А остальные покивали.
Потом, когда стало смеркаться и зажгли свечи, они ушли наверх в ту светлицу, и он научил её ещё трём своим песням: «Уж как полно, моя сударушка», «Ты рябинушка, ты кудрявая» и озорной весёлой, певшейся молитвенным распевом: «Всякому зло-мука в монастыре жить, не малая скука чернецом-то слыть». Она заливисто смеялась и пела.

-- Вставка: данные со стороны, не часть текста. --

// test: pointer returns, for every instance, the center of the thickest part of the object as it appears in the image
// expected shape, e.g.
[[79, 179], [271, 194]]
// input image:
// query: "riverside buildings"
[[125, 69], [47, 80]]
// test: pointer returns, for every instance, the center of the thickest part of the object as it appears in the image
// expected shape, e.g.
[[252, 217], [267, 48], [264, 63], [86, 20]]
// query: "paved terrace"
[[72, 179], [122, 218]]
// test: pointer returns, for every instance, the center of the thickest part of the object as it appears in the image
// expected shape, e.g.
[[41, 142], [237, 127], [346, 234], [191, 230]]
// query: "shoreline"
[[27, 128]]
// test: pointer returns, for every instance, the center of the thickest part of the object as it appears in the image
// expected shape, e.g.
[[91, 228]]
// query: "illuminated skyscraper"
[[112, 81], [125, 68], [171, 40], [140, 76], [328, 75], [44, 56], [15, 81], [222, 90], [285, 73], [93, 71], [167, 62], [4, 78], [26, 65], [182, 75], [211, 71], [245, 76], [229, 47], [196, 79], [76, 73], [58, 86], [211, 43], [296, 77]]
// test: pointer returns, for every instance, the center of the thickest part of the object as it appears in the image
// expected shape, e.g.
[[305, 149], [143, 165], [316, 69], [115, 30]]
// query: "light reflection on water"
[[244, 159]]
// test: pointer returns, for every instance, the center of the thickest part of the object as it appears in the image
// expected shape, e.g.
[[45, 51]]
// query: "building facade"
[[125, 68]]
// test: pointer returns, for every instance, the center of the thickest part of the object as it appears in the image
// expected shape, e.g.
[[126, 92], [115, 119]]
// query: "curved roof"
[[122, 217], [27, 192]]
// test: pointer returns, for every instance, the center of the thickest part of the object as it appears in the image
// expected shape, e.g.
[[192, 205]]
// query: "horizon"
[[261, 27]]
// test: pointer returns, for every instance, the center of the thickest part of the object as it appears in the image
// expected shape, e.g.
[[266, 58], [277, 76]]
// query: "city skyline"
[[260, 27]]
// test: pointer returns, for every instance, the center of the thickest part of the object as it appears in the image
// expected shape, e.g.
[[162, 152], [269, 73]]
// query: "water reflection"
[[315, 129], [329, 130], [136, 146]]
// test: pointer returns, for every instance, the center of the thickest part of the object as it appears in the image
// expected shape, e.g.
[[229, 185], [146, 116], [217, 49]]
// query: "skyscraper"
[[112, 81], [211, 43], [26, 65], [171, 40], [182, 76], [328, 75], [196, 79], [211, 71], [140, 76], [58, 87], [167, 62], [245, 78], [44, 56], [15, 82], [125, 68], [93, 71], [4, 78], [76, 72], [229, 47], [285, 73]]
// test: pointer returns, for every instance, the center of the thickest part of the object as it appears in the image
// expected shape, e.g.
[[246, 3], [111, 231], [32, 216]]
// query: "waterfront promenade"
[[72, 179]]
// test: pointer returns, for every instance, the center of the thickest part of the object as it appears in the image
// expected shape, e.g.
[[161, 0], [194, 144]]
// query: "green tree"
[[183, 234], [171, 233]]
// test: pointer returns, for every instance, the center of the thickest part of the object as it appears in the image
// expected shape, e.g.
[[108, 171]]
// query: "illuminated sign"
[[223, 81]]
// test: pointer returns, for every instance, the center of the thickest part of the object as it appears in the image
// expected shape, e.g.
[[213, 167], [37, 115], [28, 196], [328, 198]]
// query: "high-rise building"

И у него даже мысли не появилось тронуть её.
XX
С месяц они встречались довольно часто, через три, четыре дня обязательно. Последний раз даже не у Савельевой, а в Ивановом доме, потому что он рассказал о ней Арине и та упросила привести её, чтобы тоже послушать. И Анна так обрадовалась этому, так, оказывается, сама хотела напроситься в гости, чтобы увидеть, как он живёт и какова его жена, и они с Ариной так понравились друг другу, что Арина подарила ей перед расставаньем свою соболью шапку, которая, слава Богу, пришлась впору, и монисто из разводистых зелёных сердоликов, которые как будто и сделаны-то были специально под её глаза – сразу с ними заперекликались, и она по-детски простодушно и восторженно залюбовалась собой в зеркале, так стала поворачиваться, вскидывать вверх остренький подбородок и поправлять на висках русые волоски, что Арина, радостно улыбаясь с повлажневшими глазами, тоже восхищённо залюбовалась ею.
Странное дело: в ней всё было и несоразмеренно и, кроме глаз, довольно неказисто – слишком тонкая фигура, слишком узкие руки и даже лицо, – и всё-таки Иван без конца ловил себя на том, что тоже постоянно любовался ею и всё время видел, ощущал за этой неказистостью что-то такое же бесценное и огромное, и необходимое ему и всем людям вообще, как её бездонный голос и бездонные зелёные глаза в поллица.
Она разучила его песни все до единой и некоторые пробовала петь и одна, и он совершенно не узнавал их, и они ему очень нравились, были куда мягче, душевней, красивей, чем у него, но когда надо и такие же надрывные, трепетные, только по-бабьи, конечно, даже пронзительней иногда. И лишь ярости в некоторых не хватало, злобы истинной. Но это ничего, всё равно сильно радовался, что теперь через неё песни его пойдут ещё шире.
И уж без пения с ней вдвоём и обходиться не мог; ждал, когда придёт, как парнем ждал первых девок и баб – всё кипело и клокотало внутри.
Арина, конечно, тоже онемела, услышав их обоих, даже и не опустилась, как обычно, ни на что, каменным столбом стояла. Лишь потом опустилась.
А когда Анна ещё и духовные стихи стала петь, тихо заплакала и плакала, пока та не кончила.
А через месяц отец Анны, солдат Коломенского полка Фёдор Тарасов Зевакин, прознав, куда ходит его дочь и с кем именно спелась, запретил ей это накрепко. И они стали видеться лишь урывками, без всякого пения. И Иван затосковал, заметался и завыл душой – не мог уже без неё, полюбил безумно, но не той любовью, какой любил прежде, а совсем иной, неведомой ему; не бабу, не девку любил, а человека, с которым ему было очень, очень хорошо и без которого стало очень и очень плохо, невыносимо.
Он так ни разу её и не тронул, хотя обнимал, целовал в щёки, когда приходила, дарил серьги с изумрудами, колечко золотое, душегрею подарил парчовую, по синему полю шитую серебром.